Yann Leriche. Nous sommes depuis cette année le premier opérateur à travailler avec des navettes sans chauffeur, sur la centrale nucléaire EDF de Civaux, en partenariat avec Navya. Ce projet nous permet d'accumuler de l'expérience et de récolter des données sur la façon dont les passagers utilisent au quotidien ce nouveau mode de transport. L'objectif est à terme de monter en difficulté en allant sur des sites publics.

Quelles innovations n'avez-vous pas eu le temps de lancer chez Transdev et que vous auriez voulu lancer ?

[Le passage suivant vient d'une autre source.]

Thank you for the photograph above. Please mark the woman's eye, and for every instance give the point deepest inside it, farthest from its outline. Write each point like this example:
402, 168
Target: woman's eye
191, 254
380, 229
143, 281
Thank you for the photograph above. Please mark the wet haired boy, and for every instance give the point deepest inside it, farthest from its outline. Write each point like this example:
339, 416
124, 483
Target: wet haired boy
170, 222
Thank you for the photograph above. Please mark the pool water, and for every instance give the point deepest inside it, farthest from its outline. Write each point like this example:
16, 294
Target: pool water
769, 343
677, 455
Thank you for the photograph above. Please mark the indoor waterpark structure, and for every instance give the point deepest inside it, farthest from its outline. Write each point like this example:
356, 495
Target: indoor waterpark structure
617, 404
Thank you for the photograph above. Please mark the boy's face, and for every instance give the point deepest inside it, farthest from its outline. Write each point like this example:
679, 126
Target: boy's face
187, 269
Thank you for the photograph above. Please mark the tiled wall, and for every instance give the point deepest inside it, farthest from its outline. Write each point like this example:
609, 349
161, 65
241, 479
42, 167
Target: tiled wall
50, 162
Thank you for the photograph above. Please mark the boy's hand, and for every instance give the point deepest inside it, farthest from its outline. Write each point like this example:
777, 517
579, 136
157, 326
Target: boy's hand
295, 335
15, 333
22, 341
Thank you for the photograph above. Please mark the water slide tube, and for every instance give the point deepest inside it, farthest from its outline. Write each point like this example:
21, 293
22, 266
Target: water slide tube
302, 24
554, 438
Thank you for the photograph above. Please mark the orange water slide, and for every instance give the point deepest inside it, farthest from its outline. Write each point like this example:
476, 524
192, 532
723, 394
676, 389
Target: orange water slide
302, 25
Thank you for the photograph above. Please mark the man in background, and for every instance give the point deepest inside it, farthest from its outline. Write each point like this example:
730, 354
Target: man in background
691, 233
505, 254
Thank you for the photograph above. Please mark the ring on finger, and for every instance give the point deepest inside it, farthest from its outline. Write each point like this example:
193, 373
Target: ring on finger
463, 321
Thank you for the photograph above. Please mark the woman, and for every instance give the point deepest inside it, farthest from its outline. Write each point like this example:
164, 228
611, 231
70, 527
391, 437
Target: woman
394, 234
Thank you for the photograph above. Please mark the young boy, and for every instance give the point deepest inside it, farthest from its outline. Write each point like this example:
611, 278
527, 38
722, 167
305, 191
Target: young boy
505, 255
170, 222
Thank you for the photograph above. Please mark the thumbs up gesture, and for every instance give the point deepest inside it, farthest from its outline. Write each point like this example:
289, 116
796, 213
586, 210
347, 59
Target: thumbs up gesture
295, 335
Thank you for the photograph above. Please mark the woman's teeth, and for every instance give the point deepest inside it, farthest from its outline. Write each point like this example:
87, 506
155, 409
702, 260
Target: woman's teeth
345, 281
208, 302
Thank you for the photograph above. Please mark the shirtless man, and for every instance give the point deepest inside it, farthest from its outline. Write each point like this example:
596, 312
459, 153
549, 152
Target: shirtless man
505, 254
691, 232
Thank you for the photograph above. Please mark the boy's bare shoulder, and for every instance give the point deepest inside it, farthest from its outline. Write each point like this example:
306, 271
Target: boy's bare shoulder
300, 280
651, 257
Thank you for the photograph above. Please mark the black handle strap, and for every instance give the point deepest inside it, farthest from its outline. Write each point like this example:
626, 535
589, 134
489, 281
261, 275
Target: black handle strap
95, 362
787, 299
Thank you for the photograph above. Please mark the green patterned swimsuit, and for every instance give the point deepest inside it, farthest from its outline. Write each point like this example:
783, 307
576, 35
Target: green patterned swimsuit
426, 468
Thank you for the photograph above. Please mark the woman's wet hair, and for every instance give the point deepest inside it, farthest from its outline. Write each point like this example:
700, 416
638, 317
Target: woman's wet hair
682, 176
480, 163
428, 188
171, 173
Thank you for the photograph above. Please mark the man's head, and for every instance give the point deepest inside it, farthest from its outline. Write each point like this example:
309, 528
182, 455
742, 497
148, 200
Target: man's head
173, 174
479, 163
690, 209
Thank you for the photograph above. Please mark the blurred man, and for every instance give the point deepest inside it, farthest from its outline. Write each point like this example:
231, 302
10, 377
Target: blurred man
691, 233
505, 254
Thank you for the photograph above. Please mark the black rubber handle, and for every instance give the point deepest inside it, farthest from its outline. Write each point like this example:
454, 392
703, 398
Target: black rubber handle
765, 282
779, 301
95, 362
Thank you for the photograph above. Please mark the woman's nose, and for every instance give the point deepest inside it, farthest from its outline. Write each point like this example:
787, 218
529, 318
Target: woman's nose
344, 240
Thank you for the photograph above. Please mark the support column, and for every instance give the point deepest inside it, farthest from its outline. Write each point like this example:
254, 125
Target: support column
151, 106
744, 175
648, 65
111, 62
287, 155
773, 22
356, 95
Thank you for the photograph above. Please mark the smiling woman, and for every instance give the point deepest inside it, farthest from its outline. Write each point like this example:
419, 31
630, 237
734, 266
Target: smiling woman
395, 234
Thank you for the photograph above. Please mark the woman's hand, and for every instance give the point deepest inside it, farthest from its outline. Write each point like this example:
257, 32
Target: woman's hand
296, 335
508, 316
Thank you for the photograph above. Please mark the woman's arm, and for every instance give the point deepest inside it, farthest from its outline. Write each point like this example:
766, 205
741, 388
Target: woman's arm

Jean-Marc Janaillac. J'aurais voulu faire Uber avant Uber (rires)… Nous sommes très bons sur l'innovation incrémentale mais nous avons beaucoup plus de mal à faire du disruptif. C'est la raison pour laquelle nous avons créé en septembre  2015 un incubateur d'innovation, Transdev Digital Factory, qui rassemble des gens d'horizons, professionnels et géographiques, très différents pour trouver de nouveaux process ou business models, et lancer rapidement des innovations. Nous pensons que cela nous permettra de prendre de l'avance par rapport à la concurrence sur le transport partagé.

Quels seront vos principaux chantiers d'innovation chez Air France ?

Jean-Marc Janaillac. Je n'ai pas encore vraiment eu l'occasion d'y réfléchir. Il y aura sûrement des révolutions mais elles ne viendront pas de là où on les attend. Les nouvelles technologies, et notamment le smartphone, changent également les usages dans ce secteur et il faudra là aussi trouver de nouveaux services innovants à proposer aux passagers.